2. De subsidie wordt enkel verstrekt aan een MKB-onderneming:
a. waarvan het omzetverlies ten minste 30% bedraagt;
b. waarvan de uitkomst van de vermenigvuldiging van de omzet in de referentieperiode met de ratio tussen de vaste kosten en de omzet van een gemiddeld bedrijf, zoals per sector genoemd in de vierde kolom van de tabel in de bijlage, ten minste € 4.000 bedraagt;
c. die op 15 maart 2020 in het handelsregister stond ingeschreven;
d. waarvan de hoofd- of nevenactiviteit, waaronder de MKB-onderneming op 15 maart 2020 is ingeschreven in het handelsregister met de daarbij behorende code van de Standaard Bedrijfsindeling, in de bijlage is opgenomen, zoals in voorkomend geval nader geclausuleerd in derde kolom van de tabel in de bijlage;
e. die:
1°. voor zover het een MKB-onderneming, niet zijnde een horecaonderneming of een ambulante onderneming, betreft:
– ten minste één vestiging heeft met een ander adres dan het privéadres van de eigenaar of eigenaren van de MKB-onderneming; of
– een vestiging heeft die fysiek afgescheiden is van de privéwoning van de eigenaar of eigenaren van de MKB-onderneming en voorzien is van een eigen opgang of toegang; of
2°. voor zover het een horecaonderneming betreft ten minste één horecagelegenheid huurt, pacht of in eigendom heeft.

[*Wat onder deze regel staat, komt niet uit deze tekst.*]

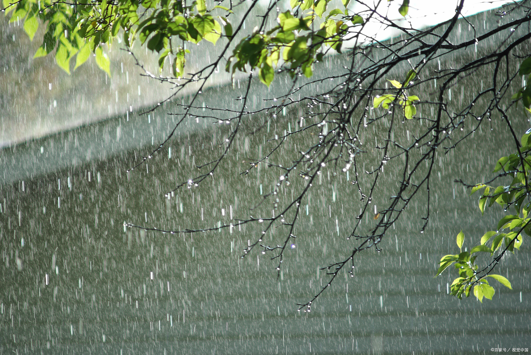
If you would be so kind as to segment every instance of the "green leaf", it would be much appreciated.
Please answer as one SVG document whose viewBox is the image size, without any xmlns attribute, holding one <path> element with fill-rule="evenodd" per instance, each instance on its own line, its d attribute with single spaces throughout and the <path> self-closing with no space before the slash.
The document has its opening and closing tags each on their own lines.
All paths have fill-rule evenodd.
<svg viewBox="0 0 531 355">
<path fill-rule="evenodd" d="M 478 203 L 478 205 L 479 206 L 479 211 L 481 211 L 481 214 L 483 214 L 485 212 L 485 205 L 487 203 L 487 197 L 484 196 L 479 198 L 479 202 Z"/>
<path fill-rule="evenodd" d="M 528 58 L 520 65 L 519 75 L 527 75 L 531 74 L 531 58 Z"/>
<path fill-rule="evenodd" d="M 279 32 L 271 40 L 276 43 L 289 43 L 295 39 L 295 33 L 293 31 Z"/>
<path fill-rule="evenodd" d="M 216 5 L 215 6 L 212 7 L 212 8 L 222 8 L 226 11 L 229 11 L 230 12 L 232 12 L 232 11 L 230 11 L 230 9 L 228 7 L 225 7 L 225 6 L 222 6 L 220 5 Z"/>
<path fill-rule="evenodd" d="M 504 278 L 501 275 L 496 275 L 496 274 L 487 275 L 487 277 L 492 278 L 496 281 L 499 282 L 500 283 L 502 284 L 506 287 L 510 289 L 511 290 L 512 289 L 512 287 L 511 285 L 511 283 L 508 280 Z"/>
<path fill-rule="evenodd" d="M 340 10 L 339 8 L 335 8 L 330 12 L 328 13 L 328 16 L 333 16 L 334 15 L 337 15 L 338 14 L 343 14 L 343 12 Z"/>
<path fill-rule="evenodd" d="M 483 290 L 481 285 L 476 285 L 474 287 L 474 296 L 476 296 L 479 302 L 483 302 Z"/>
<path fill-rule="evenodd" d="M 438 276 L 439 276 L 439 275 L 440 275 L 441 274 L 442 274 L 442 272 L 445 270 L 446 270 L 446 269 L 448 266 L 449 266 L 450 265 L 452 265 L 452 264 L 453 264 L 453 262 L 452 262 L 452 261 L 447 261 L 446 263 L 442 263 L 441 265 L 441 266 L 439 268 L 439 270 L 437 270 L 437 273 L 435 275 L 435 277 L 436 278 Z"/>
<path fill-rule="evenodd" d="M 327 11 L 327 0 L 319 0 L 315 4 L 315 12 L 320 18 L 323 15 L 323 13 Z"/>
<path fill-rule="evenodd" d="M 203 37 L 207 33 L 214 29 L 214 18 L 210 15 L 204 16 L 198 15 L 191 20 L 194 28 L 197 30 L 199 34 Z M 220 28 L 220 31 L 221 28 Z"/>
<path fill-rule="evenodd" d="M 485 252 L 485 253 L 492 253 L 491 248 L 486 245 L 476 245 L 470 251 L 470 254 L 473 254 L 477 252 Z"/>
<path fill-rule="evenodd" d="M 78 55 L 75 57 L 75 66 L 74 66 L 74 70 L 75 70 L 78 67 L 87 62 L 89 56 L 90 56 L 90 47 L 88 44 L 85 44 L 78 52 Z"/>
<path fill-rule="evenodd" d="M 354 16 L 352 16 L 352 19 L 350 19 L 350 22 L 352 22 L 352 24 L 354 25 L 354 24 L 363 24 L 363 23 L 365 21 L 363 21 L 363 18 L 362 18 L 361 16 L 359 16 L 358 15 L 355 15 Z"/>
<path fill-rule="evenodd" d="M 411 119 L 417 113 L 417 109 L 413 106 L 413 102 L 409 100 L 406 101 L 406 106 L 404 107 L 404 115 L 408 119 Z"/>
<path fill-rule="evenodd" d="M 463 246 L 463 242 L 465 241 L 465 235 L 463 233 L 463 231 L 461 230 L 459 232 L 459 234 L 457 235 L 457 239 L 456 241 L 457 242 L 457 246 L 459 247 L 459 249 L 461 249 Z"/>
<path fill-rule="evenodd" d="M 229 37 L 229 39 L 230 39 L 232 37 L 233 34 L 232 25 L 228 21 L 226 21 L 225 25 L 224 28 L 225 30 L 225 36 Z"/>
<path fill-rule="evenodd" d="M 219 37 L 221 37 L 221 27 L 219 25 L 219 23 L 218 21 L 214 20 L 214 28 L 210 30 L 210 32 L 208 32 L 204 36 L 203 38 L 206 39 L 209 42 L 211 42 L 212 44 L 216 44 L 216 42 Z"/>
<path fill-rule="evenodd" d="M 507 162 L 509 161 L 509 157 L 502 157 L 498 159 L 498 162 L 496 163 L 496 166 L 494 167 L 494 170 L 493 172 L 499 171 L 503 169 L 503 167 L 504 167 L 506 164 L 507 163 Z"/>
<path fill-rule="evenodd" d="M 39 28 L 39 21 L 36 16 L 29 17 L 24 21 L 24 30 L 28 33 L 30 40 L 33 40 L 38 28 Z"/>
<path fill-rule="evenodd" d="M 498 248 L 501 246 L 502 241 L 506 235 L 507 235 L 505 233 L 500 233 L 494 237 L 492 240 L 492 244 L 491 245 L 491 249 L 492 249 L 493 253 L 497 250 Z"/>
<path fill-rule="evenodd" d="M 389 103 L 395 99 L 395 95 L 391 94 L 386 94 L 381 96 L 375 97 L 373 100 L 373 106 L 375 108 L 380 106 L 380 105 L 384 108 L 388 108 Z"/>
<path fill-rule="evenodd" d="M 482 245 L 485 245 L 485 244 L 489 241 L 489 240 L 495 234 L 496 234 L 496 231 L 494 230 L 489 231 L 484 234 L 483 236 L 481 237 Z"/>
<path fill-rule="evenodd" d="M 519 217 L 515 214 L 509 214 L 506 216 L 503 216 L 503 217 L 502 217 L 502 219 L 500 220 L 500 221 L 498 222 L 498 230 L 500 230 L 501 229 L 507 228 L 507 226 L 506 226 L 506 224 L 507 224 L 512 220 L 517 219 L 519 219 Z"/>
<path fill-rule="evenodd" d="M 473 194 L 474 194 L 474 193 L 479 190 L 480 188 L 482 188 L 482 187 L 485 187 L 487 185 L 485 185 L 484 184 L 476 184 L 474 187 L 472 188 L 472 191 L 470 193 L 470 195 L 472 195 Z"/>
<path fill-rule="evenodd" d="M 258 76 L 260 81 L 269 86 L 275 79 L 275 71 L 269 64 L 264 63 L 260 68 Z"/>
<path fill-rule="evenodd" d="M 447 261 L 455 261 L 457 260 L 458 258 L 459 258 L 458 255 L 448 254 L 448 255 L 444 255 L 441 258 L 441 262 L 439 263 L 439 264 L 442 264 Z"/>
<path fill-rule="evenodd" d="M 70 56 L 65 46 L 60 44 L 55 53 L 55 61 L 63 70 L 70 74 Z"/>
<path fill-rule="evenodd" d="M 479 285 L 479 287 L 481 288 L 481 290 L 483 291 L 483 296 L 485 296 L 485 298 L 492 300 L 492 296 L 494 295 L 494 288 L 485 283 L 482 283 Z"/>
<path fill-rule="evenodd" d="M 204 13 L 207 12 L 207 4 L 205 3 L 204 0 L 196 0 L 196 4 L 198 12 L 201 15 L 204 15 Z"/>
<path fill-rule="evenodd" d="M 284 21 L 284 24 L 282 25 L 282 30 L 285 32 L 298 30 L 301 28 L 301 20 L 297 18 L 286 19 Z"/>
<path fill-rule="evenodd" d="M 409 11 L 409 0 L 404 0 L 402 5 L 398 8 L 398 12 L 402 16 L 406 17 L 408 12 Z"/>
<path fill-rule="evenodd" d="M 278 23 L 281 26 L 284 27 L 284 22 L 288 19 L 293 19 L 293 15 L 290 13 L 289 11 L 285 11 L 284 12 L 281 12 L 278 14 Z"/>
<path fill-rule="evenodd" d="M 166 57 L 169 54 L 169 48 L 166 48 L 166 50 L 162 53 L 160 56 L 159 57 L 159 68 L 160 71 L 162 71 L 162 68 L 164 67 L 164 62 L 166 60 Z"/>
<path fill-rule="evenodd" d="M 404 0 L 405 1 L 407 1 L 408 0 Z M 408 3 L 409 3 L 409 1 Z M 405 88 L 407 88 L 409 85 L 409 83 L 413 81 L 415 77 L 417 76 L 417 72 L 415 71 L 414 69 L 412 69 L 409 72 L 407 72 L 407 75 L 406 75 L 406 80 L 404 81 L 402 83 L 402 86 Z"/>
<path fill-rule="evenodd" d="M 96 48 L 95 54 L 96 55 L 96 64 L 98 64 L 98 66 L 107 73 L 109 76 L 110 76 L 110 60 L 109 60 L 107 54 L 104 53 L 100 47 Z"/>
<path fill-rule="evenodd" d="M 186 51 L 188 50 L 187 49 Z M 175 58 L 174 59 L 172 68 L 173 70 L 173 75 L 175 77 L 182 77 L 184 76 L 184 64 L 186 62 L 185 57 L 186 51 L 181 49 L 177 53 Z M 229 62 L 230 63 L 230 62 Z"/>
<path fill-rule="evenodd" d="M 387 81 L 391 83 L 391 84 L 395 88 L 396 88 L 397 89 L 400 89 L 402 87 L 402 84 L 399 83 L 396 80 L 389 80 L 389 79 L 387 79 Z"/>
</svg>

3. In afwijking van het tweede lid, aanhef en onderdeel d, wordt subsidie verstrekt aan een MKB-onderneming indien uit de aanduiding van de uitgeoefende activiteit of activiteiten van de onderneming, waaronder de onderneming op 15 maart 2020 is ingeschreven in het handelsregister, ten genoegen van de minister blijkt dat de onderneming een hoofd- of nevenactiviteit uitvoert die in de bijlage is opgenomen, zoals in voorkomend geval nader geclausuleerd in derde kolom van de tabel in de bijlage.”
Handelsregisterwet 2007 (Hrw)
Op grond van artikel 19, eerste lid, van de Hrw doen de daartoe verplichte personen, met inachtneming van het bij algemene maatregel van bestuur bepaalde, de opgaven die de Kamer nodig heeft om ervoor te zorgen dat de in artikel 9 tot en met 14, 15a, tweede lid, en 16a, eerste lid, genoemde en de in artikel 17, onderdeel a, bedoelde gegevens te allen tijde juist en volledig in het handelsregister ingeschreven zijn.
Handelsregisterbesluit 2008 (Hrb)
Op grond van artikel 11, aanhef en onder b, van het Hrb wordt in het handelsregister over een onderneming opgenomen een korte aanduiding van de uitgeoefende activiteit of activiteiten.